Part I of this series addressed the mid-infrared (MIR) region, where Fourier-transform (FT) spectrometers dominate the scene, and small versions of laboratory instruments have been developed (2). However, several other technologies are being implemented for niche applications in the MIR, including slab-waveguide spectrometers, lower cost array detectors, linear variable filters, tunable lasers, and photonic crystals (2). A number of FT-IR spectrometers using micro electro mechanical systems (MEMS) technologies also have been developed (2). The performance of spectrometers is highly dependent on their optical throughput, especially in the MIR, where sources are less bright and detectors are poorer, as compared with the NIR region. A miniature spectrometer implies low throughput, and this potentially compromises the applications of miniature instruments.
In this article, we will examine the technologies developed during the telecommunications boom of the late 1990s, focusing on miniaturized optical techniques generally called micro-opto-electro-mechanical systems (MOEMS) (3). Some of these technologies only began to be applied to spectroscopy a few years ago, and we have yet to see their full impact. Part III of this series will survey conventional small NIR spectrometers, and Part IV will describe new miniature NIR spectrometers based upon MOEMS and telecommunications photonic technologies.
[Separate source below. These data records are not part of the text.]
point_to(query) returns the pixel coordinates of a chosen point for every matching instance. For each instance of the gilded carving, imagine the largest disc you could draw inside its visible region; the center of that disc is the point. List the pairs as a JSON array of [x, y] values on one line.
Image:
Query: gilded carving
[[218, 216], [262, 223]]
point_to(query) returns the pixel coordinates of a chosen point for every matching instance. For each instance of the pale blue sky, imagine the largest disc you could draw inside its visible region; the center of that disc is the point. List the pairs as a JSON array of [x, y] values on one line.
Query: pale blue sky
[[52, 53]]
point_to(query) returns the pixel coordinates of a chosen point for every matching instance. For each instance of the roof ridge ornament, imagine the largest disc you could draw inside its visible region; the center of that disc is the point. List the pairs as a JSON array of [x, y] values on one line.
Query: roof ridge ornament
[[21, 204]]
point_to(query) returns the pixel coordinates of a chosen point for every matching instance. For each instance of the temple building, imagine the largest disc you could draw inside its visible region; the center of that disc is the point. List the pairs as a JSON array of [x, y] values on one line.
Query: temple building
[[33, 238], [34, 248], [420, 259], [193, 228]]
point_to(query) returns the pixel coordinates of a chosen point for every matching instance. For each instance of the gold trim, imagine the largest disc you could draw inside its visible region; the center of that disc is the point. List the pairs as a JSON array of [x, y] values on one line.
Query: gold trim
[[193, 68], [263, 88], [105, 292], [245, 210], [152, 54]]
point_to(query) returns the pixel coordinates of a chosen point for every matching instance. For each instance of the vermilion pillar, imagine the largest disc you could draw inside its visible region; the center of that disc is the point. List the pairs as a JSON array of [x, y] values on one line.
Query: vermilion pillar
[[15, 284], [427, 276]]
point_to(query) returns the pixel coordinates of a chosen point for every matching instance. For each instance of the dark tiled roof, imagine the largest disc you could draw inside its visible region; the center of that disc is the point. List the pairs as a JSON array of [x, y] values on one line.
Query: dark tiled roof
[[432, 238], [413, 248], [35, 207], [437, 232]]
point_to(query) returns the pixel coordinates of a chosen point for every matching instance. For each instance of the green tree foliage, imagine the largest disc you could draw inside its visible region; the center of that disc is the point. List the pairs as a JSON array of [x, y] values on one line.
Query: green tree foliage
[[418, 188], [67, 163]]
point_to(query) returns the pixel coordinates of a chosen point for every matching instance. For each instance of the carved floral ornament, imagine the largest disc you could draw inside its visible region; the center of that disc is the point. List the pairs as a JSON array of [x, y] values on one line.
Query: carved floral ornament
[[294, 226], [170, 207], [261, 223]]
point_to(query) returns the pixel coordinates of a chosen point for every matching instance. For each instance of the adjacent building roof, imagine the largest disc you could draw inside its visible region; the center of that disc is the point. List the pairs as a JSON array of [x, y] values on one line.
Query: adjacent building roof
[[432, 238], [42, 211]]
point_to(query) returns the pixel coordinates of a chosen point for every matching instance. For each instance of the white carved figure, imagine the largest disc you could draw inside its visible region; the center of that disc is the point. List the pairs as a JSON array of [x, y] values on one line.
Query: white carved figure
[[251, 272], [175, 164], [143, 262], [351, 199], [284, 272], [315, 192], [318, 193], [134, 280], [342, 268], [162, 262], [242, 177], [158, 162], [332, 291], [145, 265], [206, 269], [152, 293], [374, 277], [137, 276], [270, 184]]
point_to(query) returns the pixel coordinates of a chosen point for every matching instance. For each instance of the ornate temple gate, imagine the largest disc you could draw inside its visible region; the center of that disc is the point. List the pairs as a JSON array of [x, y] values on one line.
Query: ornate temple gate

The Telecommunications Boom
In the late 1990s, a vision of an annual telecommunications equipment market of $110 billion caused around $20 billion to be invested in optical communications companies, spawning a multitude of developments (4). These devices are all described in standard texts on photonics (5), and include pump laser diode modules, semiconductor tunable lasers (6), optical gain media and fiber amplifiers, optical fibers, optical switches, detectors, gratings, fiber Bragg grating sensors, photonic crystals, and tunable filters. The size of many of these components is particularly interesting, because fiber optics used in communications today have a core diameter of ~8 μm and operate in single mode. The small size of these single-mode fibers in turn mandates that all the other optical components be on that scale; therefore, a huge industry grew up that involves devising and manufacturing miniature optical components. Furthermore, telecommunications applications require that devices be incredibly reliable and rugged and operate under a wide range of temperature, vibration, and humidity conditions; those properties make them very attractive for many applications outside telecommunications. The massive amount of investment in this market also spurred intense competition, resulting in very low prices for these components, especially after the dot-com and telecomm bubbles burst about five years ago. After that market crash (4), there was interest in applying these technologies in other applications. Even after the market crash and resulting business consolidation, developments in optical communications and communications technology continue, and the long-awaited deployment of fiber-to-the-home (FTTH), now with an installed base of 2 million subscribers in the US (7), and increasing bandwidth demand from downloadable music and video, are spurring new investment.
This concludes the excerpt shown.